The defense, no death (dnd) mutants of Arabidopsis thaliana were previously identified in a genetic screen for lines that failed to activate the hypersensitive response (HR) when inoculated with Pseudomonas syringae expressing avrRpt2. The dnd1 and dnd2 mutants exhibit enhanced disease resistance to virulent and avirulent P. syringae , high levels of salicylic acid (SA), and constitutive pathogenesis-related (PR) gene expression despite loss of the HR. The dnd1 phenotypes were due to the mutation of AtCNGC2, which encodes a cyclic nucleotide-gated (CNG) ion channel.
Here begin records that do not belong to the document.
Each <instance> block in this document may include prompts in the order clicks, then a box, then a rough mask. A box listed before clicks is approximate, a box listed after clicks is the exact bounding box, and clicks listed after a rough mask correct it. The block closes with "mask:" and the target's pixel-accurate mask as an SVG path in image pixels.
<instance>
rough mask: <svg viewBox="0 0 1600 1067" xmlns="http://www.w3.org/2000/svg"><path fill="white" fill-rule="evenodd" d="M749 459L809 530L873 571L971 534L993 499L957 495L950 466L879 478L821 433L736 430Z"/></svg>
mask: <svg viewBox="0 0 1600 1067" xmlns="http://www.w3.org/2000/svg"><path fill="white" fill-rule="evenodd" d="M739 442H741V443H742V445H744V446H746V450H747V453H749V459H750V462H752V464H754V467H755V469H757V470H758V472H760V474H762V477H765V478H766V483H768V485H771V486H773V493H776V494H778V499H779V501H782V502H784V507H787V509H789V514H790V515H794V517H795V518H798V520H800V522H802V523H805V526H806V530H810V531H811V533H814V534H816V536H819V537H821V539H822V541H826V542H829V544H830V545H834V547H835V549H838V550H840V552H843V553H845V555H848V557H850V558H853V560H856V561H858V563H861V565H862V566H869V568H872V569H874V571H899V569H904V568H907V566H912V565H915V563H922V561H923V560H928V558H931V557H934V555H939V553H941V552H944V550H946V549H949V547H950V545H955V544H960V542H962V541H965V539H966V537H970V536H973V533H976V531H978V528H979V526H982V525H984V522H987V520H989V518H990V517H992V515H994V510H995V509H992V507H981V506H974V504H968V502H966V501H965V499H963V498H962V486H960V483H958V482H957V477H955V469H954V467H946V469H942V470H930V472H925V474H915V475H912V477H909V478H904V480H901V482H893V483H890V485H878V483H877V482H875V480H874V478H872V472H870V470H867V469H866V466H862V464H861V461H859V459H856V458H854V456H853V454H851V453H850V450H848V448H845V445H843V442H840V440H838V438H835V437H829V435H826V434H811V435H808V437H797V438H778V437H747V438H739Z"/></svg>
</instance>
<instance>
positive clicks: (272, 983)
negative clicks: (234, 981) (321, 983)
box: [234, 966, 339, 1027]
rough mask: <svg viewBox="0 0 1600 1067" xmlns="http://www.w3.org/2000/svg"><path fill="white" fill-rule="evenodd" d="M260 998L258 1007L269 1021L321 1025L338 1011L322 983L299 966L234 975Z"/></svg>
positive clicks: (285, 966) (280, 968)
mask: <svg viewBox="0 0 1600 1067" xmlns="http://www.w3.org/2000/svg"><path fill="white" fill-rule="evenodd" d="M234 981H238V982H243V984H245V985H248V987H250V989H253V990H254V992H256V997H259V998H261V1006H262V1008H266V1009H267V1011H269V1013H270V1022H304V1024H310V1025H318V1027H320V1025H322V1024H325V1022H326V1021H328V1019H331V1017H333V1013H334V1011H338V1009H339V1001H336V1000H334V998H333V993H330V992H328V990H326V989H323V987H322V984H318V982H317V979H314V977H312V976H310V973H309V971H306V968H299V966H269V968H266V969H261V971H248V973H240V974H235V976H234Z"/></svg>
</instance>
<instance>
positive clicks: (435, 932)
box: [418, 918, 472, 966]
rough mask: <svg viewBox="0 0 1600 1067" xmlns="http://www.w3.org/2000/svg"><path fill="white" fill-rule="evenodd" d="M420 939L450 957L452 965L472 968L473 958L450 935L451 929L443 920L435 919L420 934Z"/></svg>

In one segment of the present study, I discovered that DND2 encodes another CNG ion channel, AtCNGC4.; The dnd mutants and other Arabidopsis mutants are useful genetic tools to decipher the mechanisms that regulate defense signaling and the HR. In the present study, mutant alleles of NPR1, SID2, NDR1, and EIN2 were introduced into the dnd mutant backgrounds. Defense phenotypes such as resistance to P. syringae, Peronospora parasitica, and Botrytis cinerea as well as PR gene expression and the HR were examined in dnd double and triple mutants. Mutant alleles of sid2 and ndr1 partially relieved dnd1-mediated resistance to P. syringae expressing avrRpt2, whereas npr1 had no detectable effect on resistance to virulent or avirulent P. syringae. The resistance of dnd1 plants to P. parasitica was compromised by npr1, sid2, ndr1, but not ein2. Conversely, dnd1 ein2 and dnd1 npr1 ein2 plants exhibited enhanced susceptibility to B. cinerea, while mutants with defects in SA-mediated signaling did not alter dnd1-mediated resistance. At the molecular level, npr1 and sid2 mutations reduced/eliminated constitutive PR-1 gene expression of dnd1 plants, but intriguingly, caused elevation of PDF1.2 expression indicating potential crosstalk between SA-mediated and JA/ethylene-mediated signaling pathways. Results from RNA analysis and GUS staining of dnd1 npr1 plants suggest that dnd1 plants can activate PR gene pathways in an NPR1-independent fashion. It was further demonstrated that the HR- phenotype displayed by dnd1 can be overcome by introducing ndr1 or sid2 mutant alleles. Genetic dissection of the dnd mutants has provided greater insight regarding the interrelationships among defense signaling networks.